May 19, 2011 - Results from a study validating Cheetah Medical's noninvasive NICOM system specifically for use in patients with pulmonary hypertension were presented Wednesday, May 18th, at the 2011 American Thoracic Society Annual Meeting in Denver.

Pulmonary hypertension (PH) is a life threatening condition that affects the heart and lungs. The cause is gradual narrowing of the lung's arteries, which severely impedes blood to flow normally from the heart through the lungs. This means the heart has to work harder than normal to push the blood through the lungs. Over time, the heart weakens and cannot keep up so that blood flow decreases. Eventually, the heart becomes so weak that it can't pump enough blood to meet the demands of the body, even at rest, which leads to the debilitating symptoms of heart failure such as shortness of breath at rest or during minimal activity (for example, climbing two flights of stairs), tiredness, swelling of the legs and stomach, and palpitations (abnormal heartbeats).
Clinicians have been seeking better ways to monitor disease progression in order to refine treatment. However, traditional methods to assess patients' hemodynamic parameters, and most notably patients' cardiac output (CO), are highly invasive and thus suboptimal for routine serial assessment of PH.

In this study, the Cheetah Medical NICOM (Noninvasive Cardiac Output & Hemodynamic Monitoring System) was used to monitor the hemodynamic performance of 25 pulmonary hypertension patients. University of Chicago researchers compared the results obtained with NICOM to those obtained with two gold-standard methods, which are also invasive: the pulmonary artery catheter, also known as Swan-Ganz catheter, and the Fick method. The NICOM system provided equally accurate and precise measurements to the standard methods, but was completely non-invasive.

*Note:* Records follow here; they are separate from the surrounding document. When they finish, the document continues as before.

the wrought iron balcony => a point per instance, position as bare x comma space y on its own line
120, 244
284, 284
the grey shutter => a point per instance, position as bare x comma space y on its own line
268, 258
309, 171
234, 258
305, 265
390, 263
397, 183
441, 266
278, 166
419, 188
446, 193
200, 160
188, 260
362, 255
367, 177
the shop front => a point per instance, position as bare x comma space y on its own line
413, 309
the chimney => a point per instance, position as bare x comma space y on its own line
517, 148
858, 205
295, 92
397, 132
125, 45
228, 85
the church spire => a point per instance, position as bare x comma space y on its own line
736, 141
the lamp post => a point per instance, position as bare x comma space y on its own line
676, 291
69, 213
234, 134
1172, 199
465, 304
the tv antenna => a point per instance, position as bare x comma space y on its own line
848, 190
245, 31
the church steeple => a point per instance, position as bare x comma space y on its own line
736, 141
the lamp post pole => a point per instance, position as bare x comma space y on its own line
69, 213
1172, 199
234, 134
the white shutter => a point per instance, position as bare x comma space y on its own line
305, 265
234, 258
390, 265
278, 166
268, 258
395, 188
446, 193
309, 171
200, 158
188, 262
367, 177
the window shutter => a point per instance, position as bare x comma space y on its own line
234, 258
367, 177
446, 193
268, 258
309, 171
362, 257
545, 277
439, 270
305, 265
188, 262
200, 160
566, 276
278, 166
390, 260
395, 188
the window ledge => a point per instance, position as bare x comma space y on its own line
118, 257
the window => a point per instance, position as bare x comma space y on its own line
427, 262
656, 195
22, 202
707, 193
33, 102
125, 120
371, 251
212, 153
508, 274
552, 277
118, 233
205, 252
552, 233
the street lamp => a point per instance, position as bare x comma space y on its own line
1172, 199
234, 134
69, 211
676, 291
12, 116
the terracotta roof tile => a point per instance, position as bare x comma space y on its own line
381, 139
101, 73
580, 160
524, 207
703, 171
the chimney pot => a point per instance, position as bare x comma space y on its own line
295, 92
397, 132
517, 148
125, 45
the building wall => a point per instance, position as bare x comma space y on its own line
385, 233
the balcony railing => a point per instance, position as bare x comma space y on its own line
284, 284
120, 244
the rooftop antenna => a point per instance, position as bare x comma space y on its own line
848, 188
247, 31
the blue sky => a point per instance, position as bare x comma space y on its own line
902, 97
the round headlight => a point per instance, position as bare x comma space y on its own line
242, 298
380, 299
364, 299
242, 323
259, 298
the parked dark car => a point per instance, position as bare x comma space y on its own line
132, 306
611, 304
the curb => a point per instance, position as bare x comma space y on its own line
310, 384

Stuart Rich, MD, professor of medicine at the University of Chicago and the study's principal investigator, said, "Survival in patients with pulmonary hypertension is closely linked to their cardiac output. However, because cardiac output measurements have required invasive cardiac catheterization, patients do not have this measured often. With the validation of a simple noninvasive technique to measure cardiac output in these patients, physicians should now be able to evaluate their patients' status frequently, and better judge the efficacy of their treatments."

Researchers hope that these findings will encourage use of CO monitoring not only into routine clinical practice to provide objective means of tracking changes in disease status and response to therapy, but will also pave the way to explore the utility of this technique in clinical trials as an early screening tool for differentiating effective versus non-effective treatments for PH.